$AB_1B_2$ is the base of a pyramid $DAB_1B_2$. $$\pi:2x+y+2z-15=0$$ $$A(3,-2,1)\,\,C(6,-2,-2) \,\,B_1(5,2,-3) \,\,B_2(7,-6,-1)$$ $D$ is on plane $\pi$ and this plane is parallel to plane $$AB_1B_2$$.
First I wanted to find the area of the triangular basis so I started with the height to $B_1B_2$, $\,\,\overrightarrow{AE}$.
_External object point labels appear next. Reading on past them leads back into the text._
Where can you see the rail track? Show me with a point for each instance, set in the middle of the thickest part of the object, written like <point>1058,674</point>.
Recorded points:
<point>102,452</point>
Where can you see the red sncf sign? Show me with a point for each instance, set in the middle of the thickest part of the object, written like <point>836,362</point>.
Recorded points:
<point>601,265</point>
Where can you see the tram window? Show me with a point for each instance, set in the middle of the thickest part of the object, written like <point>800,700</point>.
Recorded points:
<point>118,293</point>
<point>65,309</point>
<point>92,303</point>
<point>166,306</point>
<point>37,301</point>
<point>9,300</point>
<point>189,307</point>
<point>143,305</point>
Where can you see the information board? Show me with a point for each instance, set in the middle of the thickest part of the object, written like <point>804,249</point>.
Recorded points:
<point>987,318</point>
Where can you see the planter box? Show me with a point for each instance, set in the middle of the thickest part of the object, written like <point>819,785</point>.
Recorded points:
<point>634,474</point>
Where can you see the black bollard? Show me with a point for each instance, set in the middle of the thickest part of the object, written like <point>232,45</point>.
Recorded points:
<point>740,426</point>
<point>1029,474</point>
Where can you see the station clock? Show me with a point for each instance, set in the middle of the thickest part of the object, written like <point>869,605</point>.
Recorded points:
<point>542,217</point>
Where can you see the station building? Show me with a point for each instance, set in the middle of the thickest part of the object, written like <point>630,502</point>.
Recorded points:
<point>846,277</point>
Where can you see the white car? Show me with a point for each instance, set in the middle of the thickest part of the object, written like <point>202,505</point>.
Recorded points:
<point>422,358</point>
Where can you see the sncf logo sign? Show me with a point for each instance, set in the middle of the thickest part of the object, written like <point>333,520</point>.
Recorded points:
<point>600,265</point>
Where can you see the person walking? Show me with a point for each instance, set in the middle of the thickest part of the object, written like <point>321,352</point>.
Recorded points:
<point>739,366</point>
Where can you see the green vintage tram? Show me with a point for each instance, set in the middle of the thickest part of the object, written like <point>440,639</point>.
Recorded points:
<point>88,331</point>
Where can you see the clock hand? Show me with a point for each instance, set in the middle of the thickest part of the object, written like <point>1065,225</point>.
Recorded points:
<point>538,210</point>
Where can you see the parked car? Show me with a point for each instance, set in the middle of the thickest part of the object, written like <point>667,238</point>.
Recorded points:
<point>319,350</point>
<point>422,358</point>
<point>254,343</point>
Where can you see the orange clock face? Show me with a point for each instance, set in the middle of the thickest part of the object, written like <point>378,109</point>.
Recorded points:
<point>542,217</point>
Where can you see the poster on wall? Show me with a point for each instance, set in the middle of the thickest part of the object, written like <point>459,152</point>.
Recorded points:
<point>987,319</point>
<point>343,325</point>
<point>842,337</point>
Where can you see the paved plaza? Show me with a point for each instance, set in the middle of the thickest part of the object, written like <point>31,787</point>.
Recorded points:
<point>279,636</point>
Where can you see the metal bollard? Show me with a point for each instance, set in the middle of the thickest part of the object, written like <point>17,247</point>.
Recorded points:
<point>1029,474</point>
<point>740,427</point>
I found that the line $B_1B_2$ is:
$$(5,2,-3) + t(2,-8,2)$$
A general point on the line would be $$E(5+2t,2-8t,-3+2t)$$ and AE would be
$$\overrightarrow{AE} = (2+2t,4-8t,-4+2t)$$
AE is a height so $$\overrightarrow{B_1B_2}\cdot\overrightarrow{AE}=(2+2t,4-8t,-4+2t)\cdot(2,-8,2)=0$$ $$72t = 36 \Rightarrow t=2$$
$$\overrightarrow{AE} = (6,-12,0)$$ $$\left\lvert\overrightarrow{AE}\right\rvert = 6\sqrt{5},\,\,\left\lvert\overrightarrow{B_1B_2}\right\rvert = 6\sqrt{2}$$
Because $AB_1B_2$ and $\pi$ are parallel, the distance from each of the points $A$, $B_1$, $B_2$ to the plane $\pi$ will be equal. This distance is calculated and it is $3$.
Then the volume of the the pyramid is $$V = \frac{S_{AB_1B_2}\cdot h}{3}$$
This leads to $V=18\sqrt{10}$ but $V=18$
What did I do wrong?
The issue is that $(\pi)$ is not parallel to $AB_1B_1$ (as claimed in your text) because:
$$\vec{AB_1} \times \vec{AB_2}=\begin{pmatrix}2\\4\\-4\end{pmatrix} \times \begin{pmatrix}4\\-4\\-2\end{pmatrix}=\begin{pmatrix}8\\-12\\-24\end{pmatrix}$$
is not proportional to the normal vector $\begin{pmatrix}2\\1\\2\end{pmatrix}$ of plane $(\pi)$.